WrestleMania XXIII: The Awards

  1. Best Match
    The Undertaker vs Batista
    Not at all what I expected but it was very entertaining.
  2. Worst Match
    Kane vs The Great Kahli
    Are there actually people out there that kind of garbage entertaining?
  3. Highlight of the Show
    Layla.
    Just general Layla.
  4. Lowlight of the Show
    Every single one of those "now I'm all grown up" video packages. I don't care about little kids pretending to be wrestlers, or any lies these wrestlers want to tell to make them sound way cooler. You all sounded like teenagers trying to prove to your parents you are adults now. You may as well have started them by calling your parents by their first names.
  5. Star of the Show
    I guess John Cena, though you wouldn't know it by the crowd reaction. I'm sure Jim Ross would try and tell you Shawn Michaels.
  6. Best Celebrity Appearance
    Alan Partridge. AH-HA!
    Wait, you mean that really wasn't Alan Partridge? Well, OK then...
    Tara Connor, former Miss USA who accompanied Donald Trump tonight. It isn't that she is hot or did anything awesome, I just don't want to give it to Donald Trump.
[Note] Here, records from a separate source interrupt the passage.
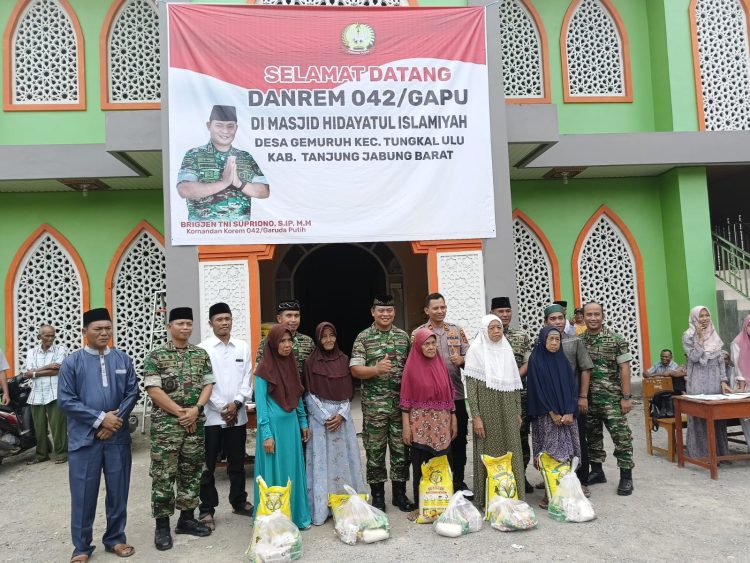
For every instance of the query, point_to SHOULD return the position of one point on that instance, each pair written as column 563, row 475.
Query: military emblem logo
column 358, row 38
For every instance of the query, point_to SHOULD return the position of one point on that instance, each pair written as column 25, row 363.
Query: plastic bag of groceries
column 569, row 504
column 358, row 521
column 459, row 518
column 276, row 539
column 509, row 515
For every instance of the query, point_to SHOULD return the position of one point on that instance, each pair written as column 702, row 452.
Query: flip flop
column 208, row 521
column 120, row 549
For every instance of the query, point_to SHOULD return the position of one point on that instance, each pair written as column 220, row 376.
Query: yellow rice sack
column 435, row 489
column 500, row 479
column 272, row 499
column 552, row 471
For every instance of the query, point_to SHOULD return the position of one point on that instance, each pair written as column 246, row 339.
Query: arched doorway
column 336, row 282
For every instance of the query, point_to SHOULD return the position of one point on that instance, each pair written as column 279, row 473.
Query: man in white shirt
column 226, row 418
column 42, row 366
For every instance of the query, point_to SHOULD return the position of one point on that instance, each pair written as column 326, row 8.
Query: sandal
column 207, row 520
column 120, row 549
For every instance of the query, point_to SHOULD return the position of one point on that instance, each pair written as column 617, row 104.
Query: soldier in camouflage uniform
column 288, row 313
column 378, row 357
column 217, row 179
column 609, row 398
column 178, row 378
column 521, row 344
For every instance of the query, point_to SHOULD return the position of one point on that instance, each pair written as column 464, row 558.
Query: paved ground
column 675, row 514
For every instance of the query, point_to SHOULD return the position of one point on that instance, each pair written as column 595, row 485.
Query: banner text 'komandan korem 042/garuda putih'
column 310, row 125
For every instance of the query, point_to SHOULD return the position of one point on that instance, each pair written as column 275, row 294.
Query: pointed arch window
column 721, row 60
column 137, row 272
column 537, row 272
column 43, row 58
column 595, row 53
column 48, row 286
column 607, row 268
column 130, row 61
column 524, row 50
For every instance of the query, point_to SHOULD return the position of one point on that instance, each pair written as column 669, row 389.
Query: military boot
column 596, row 475
column 187, row 524
column 400, row 499
column 162, row 535
column 625, row 487
column 378, row 495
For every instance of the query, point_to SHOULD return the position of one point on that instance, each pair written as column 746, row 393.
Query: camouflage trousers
column 604, row 410
column 177, row 460
column 381, row 429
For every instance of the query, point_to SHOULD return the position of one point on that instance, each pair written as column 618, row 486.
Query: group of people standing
column 415, row 405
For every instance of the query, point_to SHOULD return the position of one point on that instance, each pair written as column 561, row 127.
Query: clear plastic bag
column 358, row 521
column 569, row 504
column 276, row 539
column 459, row 518
column 509, row 515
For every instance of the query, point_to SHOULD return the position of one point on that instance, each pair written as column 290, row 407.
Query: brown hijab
column 280, row 372
column 327, row 374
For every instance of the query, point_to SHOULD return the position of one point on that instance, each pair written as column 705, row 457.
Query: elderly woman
column 706, row 374
column 427, row 405
column 332, row 453
column 552, row 401
column 741, row 360
column 282, row 423
column 494, row 393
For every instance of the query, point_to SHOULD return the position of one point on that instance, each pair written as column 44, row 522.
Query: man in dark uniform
column 521, row 344
column 217, row 179
column 179, row 380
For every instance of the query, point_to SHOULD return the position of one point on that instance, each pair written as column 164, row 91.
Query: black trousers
column 418, row 457
column 458, row 445
column 231, row 442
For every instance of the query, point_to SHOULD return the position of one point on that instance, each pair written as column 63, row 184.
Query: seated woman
column 552, row 402
column 493, row 388
column 281, row 420
column 706, row 373
column 427, row 406
column 741, row 360
column 332, row 454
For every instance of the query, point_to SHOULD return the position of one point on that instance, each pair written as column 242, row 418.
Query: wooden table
column 710, row 411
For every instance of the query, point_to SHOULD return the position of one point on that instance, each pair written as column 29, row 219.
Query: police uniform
column 521, row 344
column 206, row 164
column 607, row 350
column 177, row 457
column 381, row 413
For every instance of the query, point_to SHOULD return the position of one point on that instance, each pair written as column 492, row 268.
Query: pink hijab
column 711, row 341
column 426, row 383
column 743, row 341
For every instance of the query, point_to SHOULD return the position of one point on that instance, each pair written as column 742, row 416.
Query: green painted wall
column 635, row 201
column 95, row 225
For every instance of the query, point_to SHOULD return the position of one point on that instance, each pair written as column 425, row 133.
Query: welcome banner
column 312, row 125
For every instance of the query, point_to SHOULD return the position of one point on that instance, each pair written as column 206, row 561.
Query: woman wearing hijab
column 333, row 453
column 706, row 373
column 494, row 392
column 552, row 402
column 741, row 360
column 281, row 421
column 428, row 409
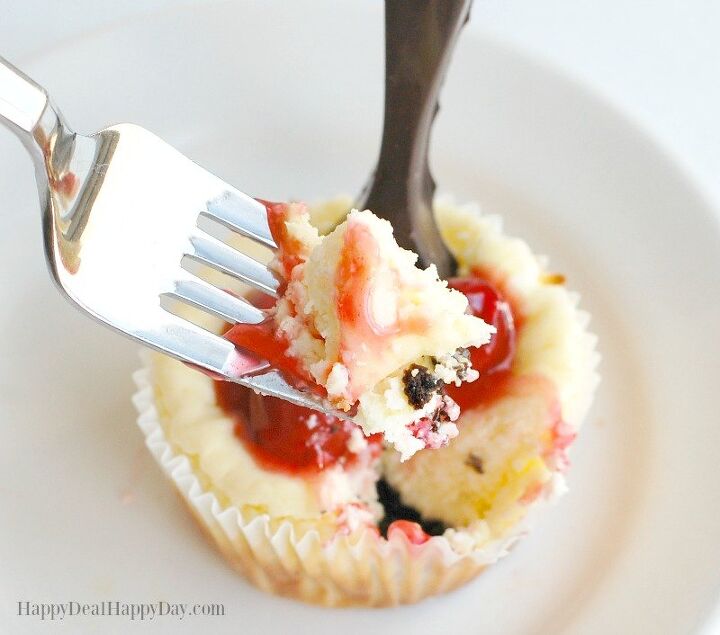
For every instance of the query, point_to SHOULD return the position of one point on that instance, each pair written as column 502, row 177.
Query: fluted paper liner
column 360, row 569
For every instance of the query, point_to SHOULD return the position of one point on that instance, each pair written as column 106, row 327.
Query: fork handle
column 419, row 39
column 26, row 109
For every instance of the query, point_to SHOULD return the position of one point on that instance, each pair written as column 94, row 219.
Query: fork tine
column 273, row 383
column 216, row 254
column 242, row 214
column 190, row 343
column 223, row 304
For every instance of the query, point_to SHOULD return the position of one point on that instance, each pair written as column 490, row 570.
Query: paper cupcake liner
column 360, row 569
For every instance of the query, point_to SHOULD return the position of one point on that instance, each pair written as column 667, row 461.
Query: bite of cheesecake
column 381, row 336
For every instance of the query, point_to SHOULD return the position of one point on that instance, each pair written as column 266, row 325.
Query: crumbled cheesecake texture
column 377, row 332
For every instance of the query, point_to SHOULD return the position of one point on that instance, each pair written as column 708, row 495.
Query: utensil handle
column 419, row 39
column 22, row 101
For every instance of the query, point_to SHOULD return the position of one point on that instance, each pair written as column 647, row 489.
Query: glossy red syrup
column 412, row 530
column 284, row 437
column 287, row 438
column 494, row 359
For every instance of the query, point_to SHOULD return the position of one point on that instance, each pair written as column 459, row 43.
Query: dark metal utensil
column 419, row 40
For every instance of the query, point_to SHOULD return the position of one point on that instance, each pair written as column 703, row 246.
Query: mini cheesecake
column 357, row 318
column 306, row 506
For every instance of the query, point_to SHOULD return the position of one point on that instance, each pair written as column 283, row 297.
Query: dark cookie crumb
column 396, row 510
column 420, row 385
column 475, row 462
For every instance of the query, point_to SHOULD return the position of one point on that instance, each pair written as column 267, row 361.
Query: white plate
column 284, row 100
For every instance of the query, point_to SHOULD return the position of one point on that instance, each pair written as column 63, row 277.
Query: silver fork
column 120, row 223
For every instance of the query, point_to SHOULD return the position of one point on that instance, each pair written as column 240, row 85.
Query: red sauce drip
column 262, row 340
column 412, row 530
column 284, row 437
column 494, row 359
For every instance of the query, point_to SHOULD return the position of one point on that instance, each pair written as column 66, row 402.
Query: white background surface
column 657, row 61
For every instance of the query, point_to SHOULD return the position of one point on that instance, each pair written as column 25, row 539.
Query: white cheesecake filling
column 555, row 360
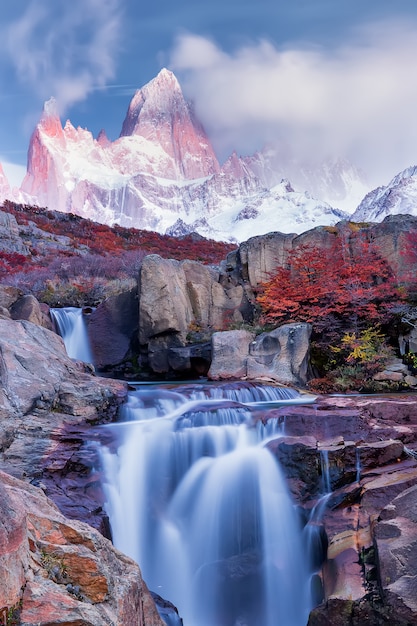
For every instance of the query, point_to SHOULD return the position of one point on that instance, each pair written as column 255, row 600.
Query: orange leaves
column 330, row 281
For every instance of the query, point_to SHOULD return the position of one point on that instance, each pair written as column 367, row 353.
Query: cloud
column 65, row 49
column 357, row 100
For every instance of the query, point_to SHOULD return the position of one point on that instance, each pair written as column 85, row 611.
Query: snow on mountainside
column 336, row 181
column 398, row 197
column 4, row 184
column 162, row 174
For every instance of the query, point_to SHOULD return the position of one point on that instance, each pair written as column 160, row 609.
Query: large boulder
column 230, row 352
column 48, row 404
column 28, row 308
column 10, row 240
column 259, row 256
column 280, row 355
column 164, row 307
column 396, row 548
column 113, row 329
column 57, row 571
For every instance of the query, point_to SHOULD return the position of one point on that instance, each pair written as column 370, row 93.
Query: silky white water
column 71, row 326
column 199, row 502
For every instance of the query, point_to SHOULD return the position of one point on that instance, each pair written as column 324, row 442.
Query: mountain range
column 162, row 174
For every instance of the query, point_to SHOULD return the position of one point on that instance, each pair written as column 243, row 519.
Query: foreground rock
column 47, row 403
column 49, row 406
column 354, row 459
column 56, row 571
column 280, row 355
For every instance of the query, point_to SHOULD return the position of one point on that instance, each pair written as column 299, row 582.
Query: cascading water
column 200, row 503
column 71, row 326
column 314, row 534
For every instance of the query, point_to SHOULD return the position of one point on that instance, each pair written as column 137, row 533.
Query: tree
column 323, row 284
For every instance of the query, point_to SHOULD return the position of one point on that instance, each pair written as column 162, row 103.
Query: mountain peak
column 159, row 113
column 50, row 122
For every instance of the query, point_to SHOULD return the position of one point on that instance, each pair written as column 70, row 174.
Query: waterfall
column 71, row 326
column 315, row 538
column 200, row 503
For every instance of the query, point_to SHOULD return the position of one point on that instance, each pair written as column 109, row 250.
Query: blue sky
column 324, row 76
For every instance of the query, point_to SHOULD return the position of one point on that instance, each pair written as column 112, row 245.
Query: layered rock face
column 55, row 570
column 281, row 355
column 69, row 572
column 351, row 463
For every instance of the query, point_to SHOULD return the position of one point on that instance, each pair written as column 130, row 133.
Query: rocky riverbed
column 50, row 405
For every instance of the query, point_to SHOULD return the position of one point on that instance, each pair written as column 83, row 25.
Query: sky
column 324, row 77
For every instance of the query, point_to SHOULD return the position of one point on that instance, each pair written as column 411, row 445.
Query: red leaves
column 321, row 282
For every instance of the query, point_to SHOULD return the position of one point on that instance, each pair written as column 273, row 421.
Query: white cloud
column 65, row 49
column 358, row 100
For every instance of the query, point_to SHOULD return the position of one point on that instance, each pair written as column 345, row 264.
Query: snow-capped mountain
column 162, row 174
column 334, row 180
column 398, row 197
column 4, row 184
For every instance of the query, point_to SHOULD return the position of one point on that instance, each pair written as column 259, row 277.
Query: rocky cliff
column 162, row 173
column 56, row 569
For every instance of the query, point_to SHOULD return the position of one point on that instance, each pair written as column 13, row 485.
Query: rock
column 177, row 301
column 28, row 308
column 68, row 572
column 10, row 240
column 281, row 355
column 230, row 351
column 113, row 328
column 163, row 303
column 259, row 256
column 47, row 404
column 396, row 545
column 9, row 295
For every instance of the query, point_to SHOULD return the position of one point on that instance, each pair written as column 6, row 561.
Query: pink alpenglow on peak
column 159, row 113
column 4, row 185
column 162, row 171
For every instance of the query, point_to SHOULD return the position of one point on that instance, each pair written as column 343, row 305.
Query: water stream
column 70, row 323
column 197, row 499
column 200, row 503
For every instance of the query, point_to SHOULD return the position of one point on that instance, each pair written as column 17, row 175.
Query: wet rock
column 396, row 545
column 68, row 572
column 47, row 405
column 280, row 355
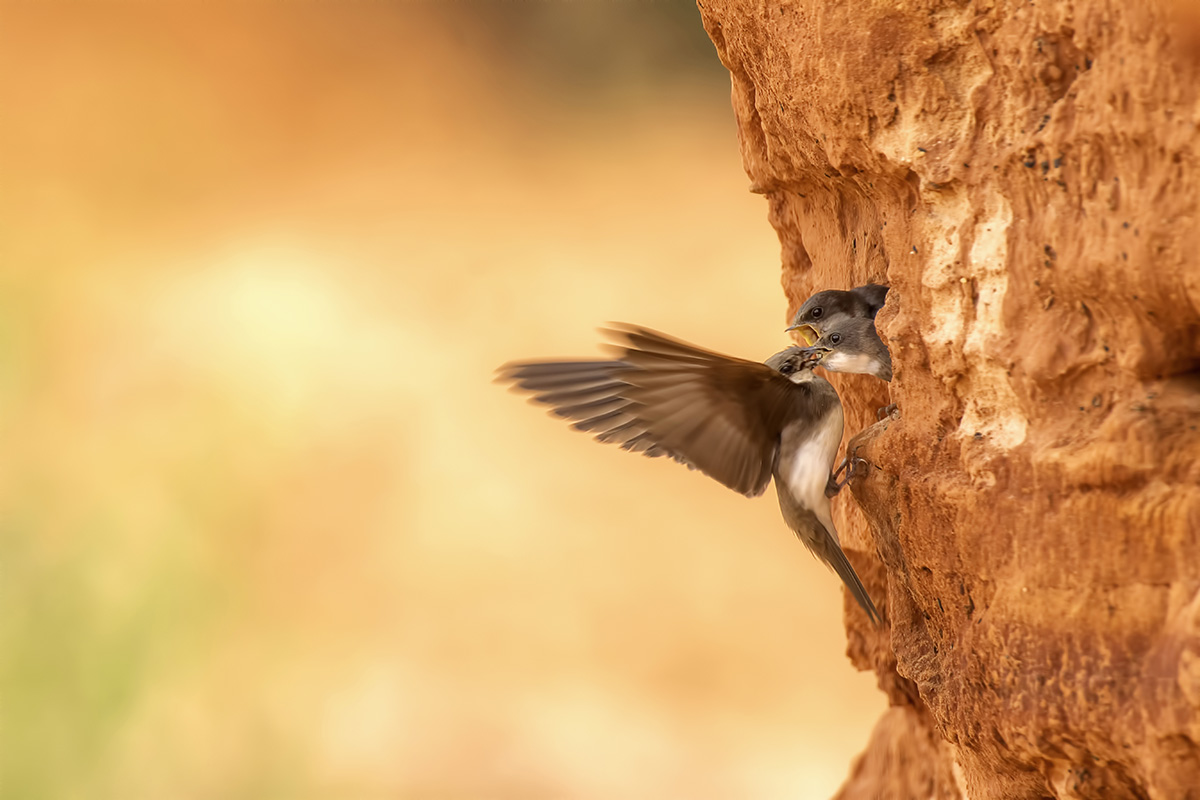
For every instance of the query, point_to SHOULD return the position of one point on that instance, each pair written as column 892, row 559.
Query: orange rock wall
column 1025, row 178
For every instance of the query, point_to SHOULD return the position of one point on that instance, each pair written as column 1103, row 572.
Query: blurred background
column 267, row 527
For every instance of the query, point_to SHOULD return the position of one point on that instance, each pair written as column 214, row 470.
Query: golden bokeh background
column 269, row 530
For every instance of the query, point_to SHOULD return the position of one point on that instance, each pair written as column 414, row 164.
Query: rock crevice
column 1025, row 179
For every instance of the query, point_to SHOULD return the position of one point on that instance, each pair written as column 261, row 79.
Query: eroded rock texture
column 1025, row 176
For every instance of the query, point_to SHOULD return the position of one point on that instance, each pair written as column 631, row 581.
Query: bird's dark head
column 795, row 362
column 852, row 344
column 814, row 316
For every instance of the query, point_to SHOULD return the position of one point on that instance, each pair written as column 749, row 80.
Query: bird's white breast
column 859, row 362
column 811, row 461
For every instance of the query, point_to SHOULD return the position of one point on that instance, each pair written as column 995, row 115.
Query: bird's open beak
column 807, row 332
column 811, row 355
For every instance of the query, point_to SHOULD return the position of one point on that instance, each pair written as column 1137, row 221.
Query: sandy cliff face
column 1025, row 178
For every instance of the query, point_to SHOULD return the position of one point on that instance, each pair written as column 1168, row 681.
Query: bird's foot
column 850, row 465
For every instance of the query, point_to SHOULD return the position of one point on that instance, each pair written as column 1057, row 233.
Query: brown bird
column 741, row 422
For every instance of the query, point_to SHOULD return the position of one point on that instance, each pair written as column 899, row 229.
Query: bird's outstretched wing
column 660, row 396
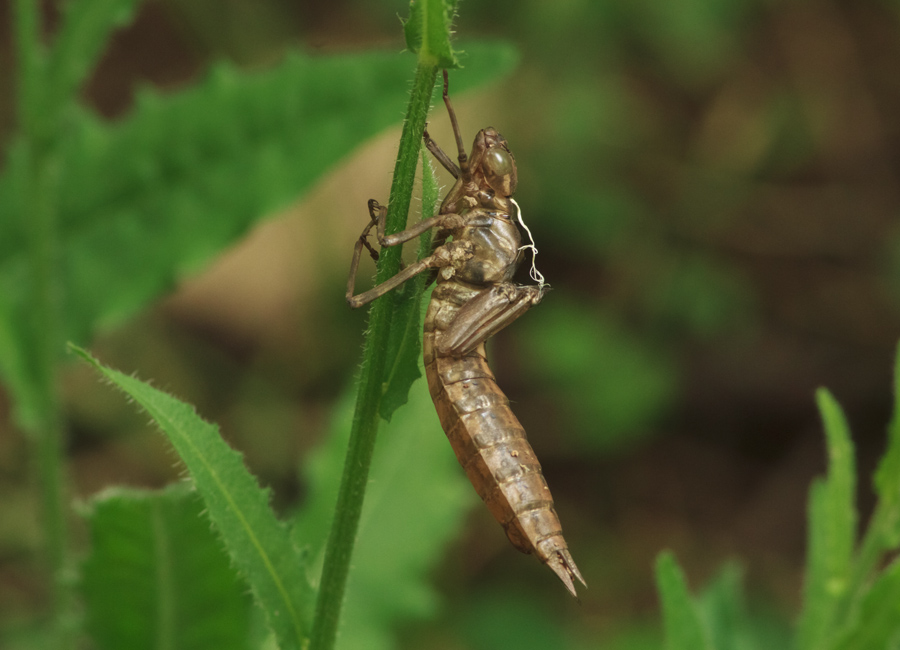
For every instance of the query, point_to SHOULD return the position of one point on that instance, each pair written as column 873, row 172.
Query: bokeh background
column 713, row 187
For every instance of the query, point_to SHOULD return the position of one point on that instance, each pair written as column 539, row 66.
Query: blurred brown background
column 712, row 185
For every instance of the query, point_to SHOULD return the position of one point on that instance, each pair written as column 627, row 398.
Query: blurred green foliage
column 699, row 177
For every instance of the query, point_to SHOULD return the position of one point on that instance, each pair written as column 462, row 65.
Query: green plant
column 851, row 596
column 101, row 218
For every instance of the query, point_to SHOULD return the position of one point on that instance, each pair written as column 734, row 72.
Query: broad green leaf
column 84, row 33
column 149, row 199
column 832, row 530
column 259, row 544
column 887, row 476
column 415, row 504
column 157, row 575
column 428, row 30
column 405, row 342
column 683, row 626
column 878, row 625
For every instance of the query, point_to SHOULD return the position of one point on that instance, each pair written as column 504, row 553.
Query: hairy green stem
column 366, row 419
column 38, row 211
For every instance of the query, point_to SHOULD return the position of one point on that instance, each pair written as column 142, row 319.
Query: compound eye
column 500, row 171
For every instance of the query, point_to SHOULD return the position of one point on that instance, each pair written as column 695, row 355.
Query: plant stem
column 38, row 210
column 366, row 419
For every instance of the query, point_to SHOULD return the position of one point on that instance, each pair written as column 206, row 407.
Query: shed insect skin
column 473, row 300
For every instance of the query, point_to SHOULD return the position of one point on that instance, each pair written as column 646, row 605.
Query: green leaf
column 405, row 341
column 428, row 32
column 832, row 530
column 414, row 507
column 683, row 626
column 613, row 387
column 887, row 476
column 878, row 624
column 83, row 35
column 148, row 200
column 723, row 609
column 258, row 543
column 157, row 576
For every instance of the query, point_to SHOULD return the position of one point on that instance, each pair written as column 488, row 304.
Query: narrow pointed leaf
column 405, row 342
column 428, row 32
column 258, row 543
column 878, row 625
column 415, row 504
column 682, row 624
column 158, row 577
column 149, row 199
column 85, row 29
column 832, row 530
column 887, row 477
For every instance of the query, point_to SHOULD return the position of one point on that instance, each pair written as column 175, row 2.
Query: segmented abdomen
column 489, row 441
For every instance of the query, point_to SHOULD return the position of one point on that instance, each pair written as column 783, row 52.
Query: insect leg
column 485, row 315
column 463, row 159
column 440, row 155
column 449, row 254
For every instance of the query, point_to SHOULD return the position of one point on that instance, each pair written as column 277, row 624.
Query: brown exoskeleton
column 473, row 300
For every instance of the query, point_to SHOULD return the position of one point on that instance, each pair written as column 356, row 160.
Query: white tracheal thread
column 536, row 275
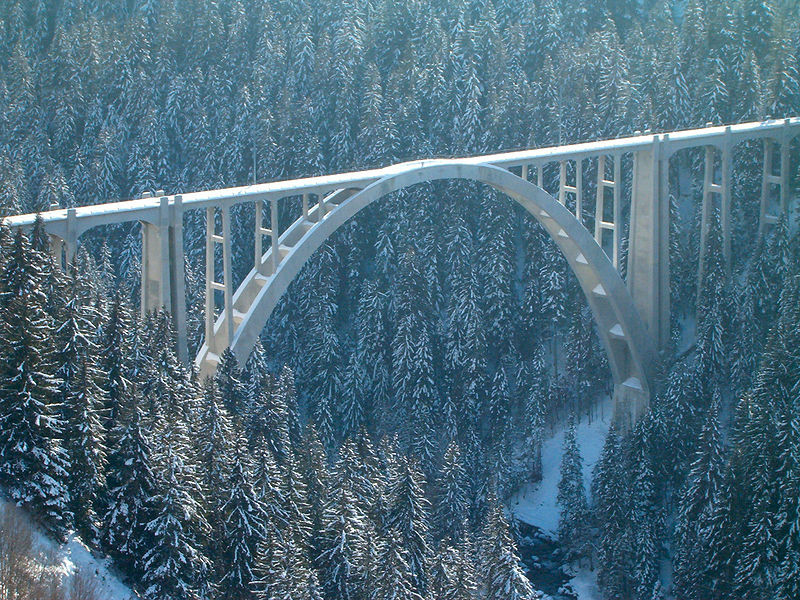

  7. Worst Celebrity Appearance
    Donald Trump for his terrible Alan Partridge impersonation.
  8. Tonight's Meal
    Tonight was a return to the good stuff; carrot hummus, kale, red onion, cucumber, capsicum, tomato and falafel, topped with garlic & yoghurt and sweet chilli sauces. Delicious, though I did miss the avocado. Might try with mushrooms next time as well. I had Pepsi Next, followed by Pepsi Max because I am still falling asleep and struggling to type this without making a quadrillion mistakes. The Reeses' Chips Ahoys are wonderful. I should have had these all along.
  9. T-Shirt Cleanliness
    There is none. I fear the stains may dissolve this shirt before I hit WrestleMania 31. Or maybe dissolve my skin.
  10. Overall Score
    Another mix of good with boring. I'm sure this show had potential to be entertaining, but by Prime am I sick to death of being told what to like by the commentators - especially when they have no fucking clue what they are saying half the time. How hard is it to get your facts right before opening your mouths? And we've really hit the period where all the matches are done in the same way and the same things happen. Maybe I"m being unfair. Maybe I would have enjoyed it better if I wasn't so tired and actually gave more than a sixteen-thousandth of a shit about what was happening, but that's not how this worked out so go cry to Vince McMahon about it.